M. le président. La parole est à Mme la rapporteure.

Mme Marie-Françoise Clergeau, rapporteure. L’amendement n453 ne parle pas du tout de contrôle : il vise simplement à évaluer l’efficience de la réforme que la majorité précédente a mise en œuvre en 2005. Je n’ai jamais évoqué ni employé de terme qui pourrait faire penser à un contrôle. Arrêtons-nous au texte de l’amendement que j’ai déposé : je ne vais pas le relire car il est déjà tard et certains d’entre nous souhaitent rentrer chez eux. (Sourires.)



Cela étant, Mme la ministre s’est engagée à confier à l’IGAS la rédaction d’un rapport dans le but de poursuivre le partenariat entre l’UNAF et l’État. Au vu de cet engagement, je retire l’amendement n453.



Mme Véronique Louwagie. Nous en sommes très satisfaits !

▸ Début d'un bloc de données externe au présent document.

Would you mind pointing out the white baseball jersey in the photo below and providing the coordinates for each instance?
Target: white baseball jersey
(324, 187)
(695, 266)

(L’amendement n453 est retiré.)

Article 60 (précédemment réservé)

(L’article 60 est adopté.)

Après l’article 60 (amendement précédemment réservé)

M. le président. La parole est à M. Francis Vercamer, pour soutenir l’amendement n211 tendant à introduire un article additionnel après l’article 60.

M. Francis Vercamer. Le Gouvernement a mis en place une réforme des rythmes scolaires. Dans ce cadre, il a demandé aux collectivités territoriales de mettre en place des activités périscolaires, lesquelles sont habituellement financées par la caisse d’allocations familiales, par le biais de prestations de services et du projet « Enfance jeunesse » lorsqu’un contrat de ce type a été conclu entre les communes et les CAF.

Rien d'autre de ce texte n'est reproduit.